Deep learning-based bacterial foraging optimization algorithm to improve digital mammography-based breast cancer detection.
Authors
Affiliations (4)
Affiliations (4)
- Paavai Engineering College, Pachal, Namakkal, 637018, India. [email protected].
- School of Computer Science Engineering and Information Systems, Vellore Institute of Technology, Vellore, 632014, India. [email protected].
- School of Computer Science Engineering and Information Systems, Vellore Institute of Technology, Vellore, 632014, India. [email protected].
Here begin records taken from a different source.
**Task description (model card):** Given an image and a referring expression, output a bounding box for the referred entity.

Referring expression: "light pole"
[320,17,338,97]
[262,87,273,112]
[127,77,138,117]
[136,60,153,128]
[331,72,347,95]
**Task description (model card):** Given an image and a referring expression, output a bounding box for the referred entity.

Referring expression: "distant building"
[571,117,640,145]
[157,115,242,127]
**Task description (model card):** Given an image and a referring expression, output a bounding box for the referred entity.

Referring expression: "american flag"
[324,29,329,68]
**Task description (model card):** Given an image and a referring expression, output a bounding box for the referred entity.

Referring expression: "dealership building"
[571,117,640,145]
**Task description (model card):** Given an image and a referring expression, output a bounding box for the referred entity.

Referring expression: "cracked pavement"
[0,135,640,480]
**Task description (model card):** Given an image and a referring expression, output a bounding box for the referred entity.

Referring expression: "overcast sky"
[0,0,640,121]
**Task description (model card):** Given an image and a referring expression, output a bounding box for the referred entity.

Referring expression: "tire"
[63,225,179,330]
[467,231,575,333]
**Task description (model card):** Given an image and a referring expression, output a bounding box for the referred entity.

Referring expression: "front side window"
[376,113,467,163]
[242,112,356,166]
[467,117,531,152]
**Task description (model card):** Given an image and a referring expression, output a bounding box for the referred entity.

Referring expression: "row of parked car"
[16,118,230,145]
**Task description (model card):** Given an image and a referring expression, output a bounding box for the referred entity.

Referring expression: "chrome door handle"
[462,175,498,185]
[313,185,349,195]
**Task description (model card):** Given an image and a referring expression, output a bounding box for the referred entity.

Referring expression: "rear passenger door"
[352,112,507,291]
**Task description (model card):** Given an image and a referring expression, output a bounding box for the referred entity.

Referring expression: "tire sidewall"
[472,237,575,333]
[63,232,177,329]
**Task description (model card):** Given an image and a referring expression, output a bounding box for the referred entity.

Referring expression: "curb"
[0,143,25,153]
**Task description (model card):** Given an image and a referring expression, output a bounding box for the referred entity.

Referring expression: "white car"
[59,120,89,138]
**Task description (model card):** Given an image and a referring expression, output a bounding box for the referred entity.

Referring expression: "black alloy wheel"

- School of Computer Science Engineering and Information Systems, Victorian Institute of Technology, Melbourne, VIC, 3000, Australia. [email protected].
Abstract
This study focuses on improving the detection of breast cancer at an early stage. The common approach for diagnosing breast cancer is mammography, but it is quite tedious as it is subject to subjective analysis. To address these challenges, the research will explore how the mammogram analysis employs deep learning-based techniques to enhance the screening process. Various computer vision models, including Visual Geometry Group (VGG) 19, Inception V3, and custom 20 Convolutional Neural Network (CNN) architecture, are investigated using the Digital Database for Screening Mammography (DDSM) mammogram dataset. The research community widely uses the DDSM for mammographic image analysis. In the domain of CNNs, the models have demonstrated considerable promise due to their efficacy in various tasks, such as image recognition and classification. It is also seen that the CNN model performance is enhanced through hyperparameter optimization. However, manually tuning hyperparameters is laborious and time-consuming. To overcome this challenge, automatic hyperparameter optimization of CNNs uses population-based metaheuristic approaches. This automation mitigates the time required for finding optimal hyperparameters and boosts the CNN model's efficacy. The proposed approach involves using the Bacterial Foraging Optimization (BFO) algorithm to optimize CNN to enhance breast cancer detection. BFO optimizes hyperparameters such as filter size, number of filters, and hidden layers in the CNN model. The experiments show that the proposed BFO-CNN method outperforms other state-of-the-art methods in terms of accuracy, showing improvements of 7.62% for VGG 19, 9.16% for InceptionV3, and 1.78% for the custom CNN-20 layer model. In conclusion, this work aims to leverage deep learning techniques and automatic hyperparameter optimization to enhance breast cancer detection through mammogram analysis. The BFO-CNN model has much potential to improve breast cancer diagnosis accuracy compared to conventional CNN architecture.